A similar proof for what follows can be found on page 39 of the book Probability with Martingales (1991) by David Williams. Define the following collections of sets:
\begin{align*}\Pi_1&=\Big\{\lbrace \omega\in\Omega: X(\omega)\le x\rbrace\cap \lbrace \omega\in\Omega: Y(\omega)\le y\rbrace:x,y\in\mathbb{R}\Big\},\\
\Pi_2&=\Big\{\lbrace \omega\in\Omega: Z(w)\le z\rbrace:z\in\mathbb{R}\Big\}.
\end{align*}
You can readily show that $\Pi_1$ and $\Pi_2$ are $\pi$-systems such that $$\sigma(\Pi_1)=\sigma(X,Y)\quad\text{and}\quad \sigma(\Pi_2)=\sigma(Z).$$
To prove that $\sigma(X,Y)$ and $\sigma(Z)$ are independent, by definition we must show that $P(A\cap B)=P(A)P(B)$ for all $A\in \sigma(X,Y)$ and $B\in \sigma(Z)$.
To that end, fix $A\in \Pi_1$ and define the following two measures (you can prove that they are measures) $\mu_{1},\mu_{2}:\mathcal{F}\rightarrow [0,\infty)$ as follows:
$$\mu_1(B)=P(A\cap B)\quad\text{and} \quad \mu_2(B) = P(A)P(B).$$
Since $A\in \Pi_1$, we can write $A=\lbrace X\le x\rbrace\cap \lbrace Y\le y\rbrace$ for some $x,y\in\mathbb{R}$. By independence of the random variables $X$, $Y$, and $Z$, if $B=\lbrace{Z\le z\rbrace}\in \Pi_2$ then we find that
\begin{align*}\mu_1(B) &= P(A\cap B) \\&= P\left(\lbrace X\le x\rbrace\cap \lbrace Y\le y\rbrace\cap \lbrace{Z\le z\rbrace}\right) \\&= P\left(\lbrace X\le x\rbrace\right)\cdot P\left(\lbrace Y\le y\rbrace\right)\cdot P\left(\lbrace{Z\le z\rbrace}\right)\\&=P\left(\lbrace X\le x\rbrace\cap \lbrace Y\le y\rbrace\right)\cdot P\left(\lbrace{Z\le z\rbrace}\right)\\&=P(A) P(B)\\&=\mu_2(B).
\end{align*}
This proves that the measures $\mu_1$ and $\mu_2$ agree on the $\pi$-system $\Pi_2$. Furthermore, note that $\mu_1(\Omega)=\mu_2(\Omega) = P(A)<\infty$. Now we can use the following fact: finite measures that agree on a $\pi$-system also agree on the $\sigma$-algebra generated by the $\pi$-system. Therefore,
$$P(A\cap B) = P(A)P(B)\quad\text{for all}\quad A\in \Pi_1\quad\text{and}\quad B\in \sigma(Z).$$ Now fix $B\in \sigma(Z)$ and define two more measures $\mu_{3},\mu_{4}:\mathcal{F}\rightarrow [0,\infty)$ as follows:
$$\mu_3(A)=P(A\cap B)\quad\text{and} \quad \mu_2(A) = P(A)P(B).$$
Our previous argument showed that $\mu_3$ and $\mu_4$ agree on the $\pi$-system $\Pi_1$. Furthermore, $\mu_3(\Omega)=\mu_4(\Omega)=P(B)<\infty$. Using the same fact as before, we conclude that $\mu_3$ and $\mu_4$ agree on $\sigma(X,Y)$. This completes the proof.
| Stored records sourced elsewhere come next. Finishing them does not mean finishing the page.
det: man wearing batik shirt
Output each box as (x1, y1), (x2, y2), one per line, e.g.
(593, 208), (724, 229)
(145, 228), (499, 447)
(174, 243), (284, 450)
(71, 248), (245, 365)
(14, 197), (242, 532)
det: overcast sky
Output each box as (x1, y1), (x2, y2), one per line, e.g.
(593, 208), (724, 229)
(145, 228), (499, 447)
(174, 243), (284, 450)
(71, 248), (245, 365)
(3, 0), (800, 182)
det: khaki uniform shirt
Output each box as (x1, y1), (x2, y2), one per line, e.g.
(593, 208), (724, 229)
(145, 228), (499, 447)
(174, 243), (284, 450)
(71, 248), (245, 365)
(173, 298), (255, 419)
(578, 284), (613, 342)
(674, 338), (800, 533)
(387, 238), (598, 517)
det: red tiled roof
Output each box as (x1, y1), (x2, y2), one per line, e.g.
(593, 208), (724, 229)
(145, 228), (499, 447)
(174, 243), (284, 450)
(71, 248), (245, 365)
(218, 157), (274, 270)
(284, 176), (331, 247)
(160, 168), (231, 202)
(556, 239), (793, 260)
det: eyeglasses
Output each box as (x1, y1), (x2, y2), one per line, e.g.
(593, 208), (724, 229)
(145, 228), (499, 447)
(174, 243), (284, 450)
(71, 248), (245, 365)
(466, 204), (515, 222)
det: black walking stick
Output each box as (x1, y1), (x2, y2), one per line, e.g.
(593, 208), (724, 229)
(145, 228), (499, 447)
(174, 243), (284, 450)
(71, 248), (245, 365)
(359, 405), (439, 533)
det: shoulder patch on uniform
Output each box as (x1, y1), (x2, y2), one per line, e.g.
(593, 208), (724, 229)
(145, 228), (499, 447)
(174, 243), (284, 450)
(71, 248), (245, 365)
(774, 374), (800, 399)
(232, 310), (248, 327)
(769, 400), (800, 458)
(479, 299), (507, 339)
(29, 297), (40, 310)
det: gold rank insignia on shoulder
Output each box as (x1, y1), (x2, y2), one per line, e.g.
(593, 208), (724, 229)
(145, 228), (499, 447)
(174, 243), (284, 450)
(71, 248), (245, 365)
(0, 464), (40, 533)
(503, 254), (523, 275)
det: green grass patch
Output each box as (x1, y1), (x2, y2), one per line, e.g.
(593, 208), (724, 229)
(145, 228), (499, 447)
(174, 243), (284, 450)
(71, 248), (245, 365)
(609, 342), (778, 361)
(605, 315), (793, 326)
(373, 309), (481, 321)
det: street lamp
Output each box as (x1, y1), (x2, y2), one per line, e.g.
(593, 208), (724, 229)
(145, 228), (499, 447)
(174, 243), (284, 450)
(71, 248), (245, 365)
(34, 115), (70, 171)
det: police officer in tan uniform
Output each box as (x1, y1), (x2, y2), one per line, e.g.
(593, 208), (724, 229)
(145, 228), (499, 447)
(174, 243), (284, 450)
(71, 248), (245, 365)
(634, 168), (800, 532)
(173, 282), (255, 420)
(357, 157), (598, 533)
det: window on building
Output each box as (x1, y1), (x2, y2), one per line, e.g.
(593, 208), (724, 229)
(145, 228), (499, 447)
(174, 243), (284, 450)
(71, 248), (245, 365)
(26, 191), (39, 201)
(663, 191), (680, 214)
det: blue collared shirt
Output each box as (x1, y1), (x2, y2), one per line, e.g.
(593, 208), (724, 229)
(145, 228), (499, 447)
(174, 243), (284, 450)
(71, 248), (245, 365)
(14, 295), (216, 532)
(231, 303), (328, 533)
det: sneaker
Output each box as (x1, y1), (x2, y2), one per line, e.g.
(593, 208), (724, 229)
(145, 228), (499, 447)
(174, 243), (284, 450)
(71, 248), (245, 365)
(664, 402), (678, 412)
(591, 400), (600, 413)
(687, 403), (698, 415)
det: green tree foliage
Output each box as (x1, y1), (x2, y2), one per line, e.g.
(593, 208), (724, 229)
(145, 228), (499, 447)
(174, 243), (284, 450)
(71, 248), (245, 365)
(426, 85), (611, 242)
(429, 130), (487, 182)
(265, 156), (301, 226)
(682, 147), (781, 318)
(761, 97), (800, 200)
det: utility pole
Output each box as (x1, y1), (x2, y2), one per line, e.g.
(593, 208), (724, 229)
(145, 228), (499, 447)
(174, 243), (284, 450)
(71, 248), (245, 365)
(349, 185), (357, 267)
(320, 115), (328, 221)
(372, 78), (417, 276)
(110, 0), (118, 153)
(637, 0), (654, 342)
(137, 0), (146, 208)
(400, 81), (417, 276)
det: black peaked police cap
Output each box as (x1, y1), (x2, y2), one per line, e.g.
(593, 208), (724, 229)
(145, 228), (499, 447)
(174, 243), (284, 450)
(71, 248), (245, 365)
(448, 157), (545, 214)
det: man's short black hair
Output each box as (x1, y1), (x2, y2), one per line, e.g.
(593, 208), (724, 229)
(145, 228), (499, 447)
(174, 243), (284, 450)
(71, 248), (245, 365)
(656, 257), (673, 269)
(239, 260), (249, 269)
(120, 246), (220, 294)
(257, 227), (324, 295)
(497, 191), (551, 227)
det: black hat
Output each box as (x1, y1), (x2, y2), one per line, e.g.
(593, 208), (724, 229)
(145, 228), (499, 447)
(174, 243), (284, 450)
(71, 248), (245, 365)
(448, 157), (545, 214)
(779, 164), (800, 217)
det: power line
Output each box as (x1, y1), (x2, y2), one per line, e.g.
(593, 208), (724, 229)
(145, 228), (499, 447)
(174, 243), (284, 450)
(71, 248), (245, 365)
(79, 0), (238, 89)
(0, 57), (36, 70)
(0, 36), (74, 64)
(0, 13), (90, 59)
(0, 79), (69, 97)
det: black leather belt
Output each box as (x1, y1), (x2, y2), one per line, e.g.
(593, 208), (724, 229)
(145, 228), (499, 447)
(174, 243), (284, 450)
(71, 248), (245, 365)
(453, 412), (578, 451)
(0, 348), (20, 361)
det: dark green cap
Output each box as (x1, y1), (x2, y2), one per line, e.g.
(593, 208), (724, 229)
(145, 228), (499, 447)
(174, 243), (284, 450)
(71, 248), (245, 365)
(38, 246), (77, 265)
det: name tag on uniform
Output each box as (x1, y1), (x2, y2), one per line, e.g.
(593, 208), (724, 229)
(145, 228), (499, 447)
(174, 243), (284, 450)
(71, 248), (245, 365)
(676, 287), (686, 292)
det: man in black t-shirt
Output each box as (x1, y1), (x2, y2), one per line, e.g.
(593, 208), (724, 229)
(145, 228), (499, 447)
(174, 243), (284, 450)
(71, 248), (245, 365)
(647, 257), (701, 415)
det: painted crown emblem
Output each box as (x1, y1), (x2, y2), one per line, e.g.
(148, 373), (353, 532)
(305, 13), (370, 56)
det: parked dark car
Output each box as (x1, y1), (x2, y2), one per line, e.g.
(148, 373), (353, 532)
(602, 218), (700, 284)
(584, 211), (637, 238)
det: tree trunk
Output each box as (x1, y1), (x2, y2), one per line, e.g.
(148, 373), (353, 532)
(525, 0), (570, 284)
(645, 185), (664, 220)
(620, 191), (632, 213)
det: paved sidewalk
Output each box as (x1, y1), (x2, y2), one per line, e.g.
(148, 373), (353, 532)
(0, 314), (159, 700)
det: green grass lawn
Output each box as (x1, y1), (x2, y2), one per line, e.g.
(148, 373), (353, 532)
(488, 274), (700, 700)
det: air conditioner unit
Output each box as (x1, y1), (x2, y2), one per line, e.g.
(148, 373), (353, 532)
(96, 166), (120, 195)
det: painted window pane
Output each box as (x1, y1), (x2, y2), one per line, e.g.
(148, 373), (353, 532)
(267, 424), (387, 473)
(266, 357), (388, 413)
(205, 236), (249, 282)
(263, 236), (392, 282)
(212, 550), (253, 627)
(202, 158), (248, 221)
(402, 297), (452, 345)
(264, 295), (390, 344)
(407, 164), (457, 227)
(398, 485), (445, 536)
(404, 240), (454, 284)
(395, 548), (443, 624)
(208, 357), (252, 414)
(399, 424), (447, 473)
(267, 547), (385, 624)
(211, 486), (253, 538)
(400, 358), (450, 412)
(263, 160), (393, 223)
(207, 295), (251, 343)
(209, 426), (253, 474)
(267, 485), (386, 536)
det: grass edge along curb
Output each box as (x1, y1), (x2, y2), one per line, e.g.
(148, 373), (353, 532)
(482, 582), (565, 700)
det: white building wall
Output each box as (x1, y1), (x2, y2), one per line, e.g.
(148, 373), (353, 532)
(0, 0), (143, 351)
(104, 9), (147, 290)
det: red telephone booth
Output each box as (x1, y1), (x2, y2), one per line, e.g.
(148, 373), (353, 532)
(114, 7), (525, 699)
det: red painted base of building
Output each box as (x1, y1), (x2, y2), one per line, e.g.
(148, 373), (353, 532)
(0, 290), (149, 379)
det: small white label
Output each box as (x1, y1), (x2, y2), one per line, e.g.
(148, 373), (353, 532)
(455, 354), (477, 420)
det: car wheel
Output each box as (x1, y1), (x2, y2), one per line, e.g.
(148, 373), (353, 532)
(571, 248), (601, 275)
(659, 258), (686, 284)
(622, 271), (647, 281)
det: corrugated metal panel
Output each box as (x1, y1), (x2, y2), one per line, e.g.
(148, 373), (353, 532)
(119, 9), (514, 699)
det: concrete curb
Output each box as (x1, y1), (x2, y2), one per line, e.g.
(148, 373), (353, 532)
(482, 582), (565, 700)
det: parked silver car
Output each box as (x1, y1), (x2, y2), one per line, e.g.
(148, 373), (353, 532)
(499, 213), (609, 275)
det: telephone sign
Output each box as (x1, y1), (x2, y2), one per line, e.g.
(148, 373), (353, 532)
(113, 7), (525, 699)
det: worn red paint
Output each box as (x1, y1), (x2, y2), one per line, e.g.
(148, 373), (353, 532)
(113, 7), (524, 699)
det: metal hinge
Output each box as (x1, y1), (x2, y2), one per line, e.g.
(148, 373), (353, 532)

This argument can be generalized as follows: Let $X_1,X_2,\dots$ be a sequence of independent random variables. Then $\sigma(X_1,\dots, X_n)$ and $\sigma(X_{n+1}, X_{n+2}, \dots)$ are independent for each $n\in\mathbb{N}$; see page 47 in Williams (1991).